O MLP traz elementos para conhecermos e amarmos a “última flor do Lácio”, mas também as primeiras flores de Pindorama. Nos seus três andares certamente encontraremos reflexões para descapirotizar línguas que fazem circular cantos, narrativas míticas, saberes e, dessa forma, combater a colonialidade, incapaz  de  organizar a cognição em outros parâmetros. Glotocentrismo e terraplanismo andam de mãos dadas. 

Puxa vida, eu daria tudo para percorrer a exposição do MLP acompanhado de meu amigo guarani e das minhas três netas para dessa forma colorir o nosso pensamento. Quem mora em São Paulo ou passar por lá que aproveite. Por causa da pandemia, a entrada de 40 pessoas é permitida a cada 45 minutos com agendamento pela internet. Aguyjeveté.

P.S. 1 – “O olhar dos indígenas sobre a musealização da sua memória e do seu patrimônio” será apresentado no dia 04 de agosto, às 14h30 no Simpósio Internacional organizado pelo Programa de Pós-Graduação em Museologia e Patrimônio (PPG-PMUS) da UNIRIO, coordenado pela dra. Helena Cunha Uzeda, com a participação de Priscila Faulhaber e deste locutor que vos fala.   

P.S.2 – O Museu do Amanhã está produzindo uma exposição sobre a Amazônia prevista para novembro deste ano, abordando as tecnologias para manter a floresta em pé. A proposta é ter, na sala sobre a Amazônia milenar, áudios em diferentes línguas falando a mesma frase: “A floresta somos nós e nós somos a floresta”.  

Referências:

1. José Ângelo Quintero Weir (org) Las lenguas del diablo. Lengua, cosmovisión e re-existencia de los pueblos de Abia Yala. México. Tumbalacasa.2020

2. José R. Bessa: Índio falou, tá falado. http://taquiprati.com.br/cronica/1072-indio-falou-ta-falado

3. José R. Bessa: Das cinzas do museu: uma pátria, muitas línguas - http://taquiprati.com.br/cronica/1178-das-cinzas-do-museu-uma-patria-muitas-linguas-versao-em-espanhol

KARAPIRU – NOTA DE FALECIMENTO

Karapiru, ou “Carapiru” como acabou mais conhecido, faleceu em Santa Inês, no interior do Maranhão, na última sexta-feira, 16 de julho de 2021. A história da sua vida é extraordinária. Pertencente ao povo Awa Guajá, vivia isolado na mata com sua família, quando, nos anos 1970, sofreu uma emboscada de fazendeiros que circulavam na região. Ao ataque, sobreviveram apenas ele e um de seus filhos. O menino foi capturado pelos agressores. O pai fugiu. Passou dez anos escondido, sempre em movimento, sempre fugindo dos não indígenas. Percorreu sozinho centenas de quilômetros, do Maranhão até o norte da Bahia, onde, em meados dos anos 1980, topou com moradores de uma comunidade rural na cidadezinha de Angical. O seu aparecimento repercutiu na região, atraiu a atenção da Fundação Nacional do Índio e da imprensa do país inteiro.

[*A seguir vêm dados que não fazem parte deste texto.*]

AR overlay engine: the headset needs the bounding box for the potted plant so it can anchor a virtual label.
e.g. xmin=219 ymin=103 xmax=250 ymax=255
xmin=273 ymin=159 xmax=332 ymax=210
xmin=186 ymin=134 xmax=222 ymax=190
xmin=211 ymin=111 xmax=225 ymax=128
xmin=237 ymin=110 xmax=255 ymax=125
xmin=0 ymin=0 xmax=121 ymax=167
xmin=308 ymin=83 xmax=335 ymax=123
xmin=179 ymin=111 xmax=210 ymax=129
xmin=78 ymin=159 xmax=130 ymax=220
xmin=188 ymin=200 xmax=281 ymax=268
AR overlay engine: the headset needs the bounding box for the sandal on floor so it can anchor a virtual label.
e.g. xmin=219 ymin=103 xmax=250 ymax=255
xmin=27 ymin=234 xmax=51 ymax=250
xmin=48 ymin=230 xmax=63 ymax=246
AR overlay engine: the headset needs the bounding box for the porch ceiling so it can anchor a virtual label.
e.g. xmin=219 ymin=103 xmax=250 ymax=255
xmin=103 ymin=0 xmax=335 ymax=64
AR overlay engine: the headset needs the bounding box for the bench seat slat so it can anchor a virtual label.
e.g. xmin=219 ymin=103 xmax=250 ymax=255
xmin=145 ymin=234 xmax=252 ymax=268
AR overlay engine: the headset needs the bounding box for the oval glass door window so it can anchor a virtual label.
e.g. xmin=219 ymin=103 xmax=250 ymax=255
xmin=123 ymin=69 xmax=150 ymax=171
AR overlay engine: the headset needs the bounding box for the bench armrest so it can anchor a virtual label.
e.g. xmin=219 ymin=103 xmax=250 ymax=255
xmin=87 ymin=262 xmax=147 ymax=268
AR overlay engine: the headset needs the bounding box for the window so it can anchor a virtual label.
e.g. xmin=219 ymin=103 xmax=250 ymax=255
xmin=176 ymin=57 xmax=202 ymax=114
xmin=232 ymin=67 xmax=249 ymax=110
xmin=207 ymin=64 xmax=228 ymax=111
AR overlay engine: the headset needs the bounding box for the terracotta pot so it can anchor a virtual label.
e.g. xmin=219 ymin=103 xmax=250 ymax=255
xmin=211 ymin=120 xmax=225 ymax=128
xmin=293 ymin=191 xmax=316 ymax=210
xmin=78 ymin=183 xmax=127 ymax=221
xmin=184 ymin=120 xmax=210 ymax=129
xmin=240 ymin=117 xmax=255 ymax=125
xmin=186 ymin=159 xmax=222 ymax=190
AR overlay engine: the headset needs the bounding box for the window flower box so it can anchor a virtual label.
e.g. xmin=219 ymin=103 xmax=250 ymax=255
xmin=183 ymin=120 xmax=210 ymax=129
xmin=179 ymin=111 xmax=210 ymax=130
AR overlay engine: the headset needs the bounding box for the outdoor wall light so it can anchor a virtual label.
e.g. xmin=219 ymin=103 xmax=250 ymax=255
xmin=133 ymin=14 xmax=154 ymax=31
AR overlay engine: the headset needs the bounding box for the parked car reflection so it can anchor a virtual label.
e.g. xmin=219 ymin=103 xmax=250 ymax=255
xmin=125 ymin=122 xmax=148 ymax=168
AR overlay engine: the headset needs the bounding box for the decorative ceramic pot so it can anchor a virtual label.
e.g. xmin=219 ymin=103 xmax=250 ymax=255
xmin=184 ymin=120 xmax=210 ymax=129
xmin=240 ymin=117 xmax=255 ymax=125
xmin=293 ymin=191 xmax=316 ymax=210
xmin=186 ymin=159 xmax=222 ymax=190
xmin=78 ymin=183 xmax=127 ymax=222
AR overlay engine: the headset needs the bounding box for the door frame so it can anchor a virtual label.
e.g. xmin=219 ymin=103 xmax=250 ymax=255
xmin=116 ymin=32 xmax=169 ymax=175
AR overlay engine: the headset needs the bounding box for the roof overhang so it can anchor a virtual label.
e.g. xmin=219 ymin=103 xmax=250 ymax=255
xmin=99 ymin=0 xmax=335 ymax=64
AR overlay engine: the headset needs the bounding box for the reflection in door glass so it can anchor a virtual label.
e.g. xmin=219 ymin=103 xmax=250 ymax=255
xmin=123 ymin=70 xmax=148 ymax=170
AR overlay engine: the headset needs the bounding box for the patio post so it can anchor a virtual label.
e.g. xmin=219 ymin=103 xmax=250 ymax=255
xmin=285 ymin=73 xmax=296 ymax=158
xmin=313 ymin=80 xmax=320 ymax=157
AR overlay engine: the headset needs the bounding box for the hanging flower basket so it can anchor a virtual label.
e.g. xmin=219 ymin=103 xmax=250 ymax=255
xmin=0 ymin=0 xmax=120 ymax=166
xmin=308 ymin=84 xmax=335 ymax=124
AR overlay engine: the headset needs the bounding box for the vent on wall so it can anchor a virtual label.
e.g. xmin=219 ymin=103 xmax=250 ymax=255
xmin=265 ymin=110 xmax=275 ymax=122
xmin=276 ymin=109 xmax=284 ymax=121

Ninguém sabia quem era ele, que língua falava ou por que estava ali. Em uma das inúmeras tentativas de solucionar o mistério, a FUNAI decidiu levar um intérprete Awa Guajá para falar com ele. Foi então que o rapaz, ao encontrar com Karapiru, olhou-o bem no rosto, reconheceu as marcas dos tiros em seu corpo - cuja dor ele carregaria pelo resto da vida - e concluiu:

- “Ele é meu pai”.

A partir desse reencontro, num movimento impensável do acaso, ele pôde restabelecer contato com a família e enfim voltar a viver junto de seu povo.

Na vida de Karapiru, a violência e a destruição promovidas pelo Estado brasileiro contra os povos indígenas foram uma constante ameaça. Sua fantástica saga de fuga tem uma dimensão que a maioria de nós sequer cogita experienciar. Apesar de ter ganhado o imaginário nacional na época, chegando a ser contada em filme décadas depois, essa história ecoa incontáveis outras, vividas tanto pelos Awa Guajá quanto por todos os povos indígenas no Brasil.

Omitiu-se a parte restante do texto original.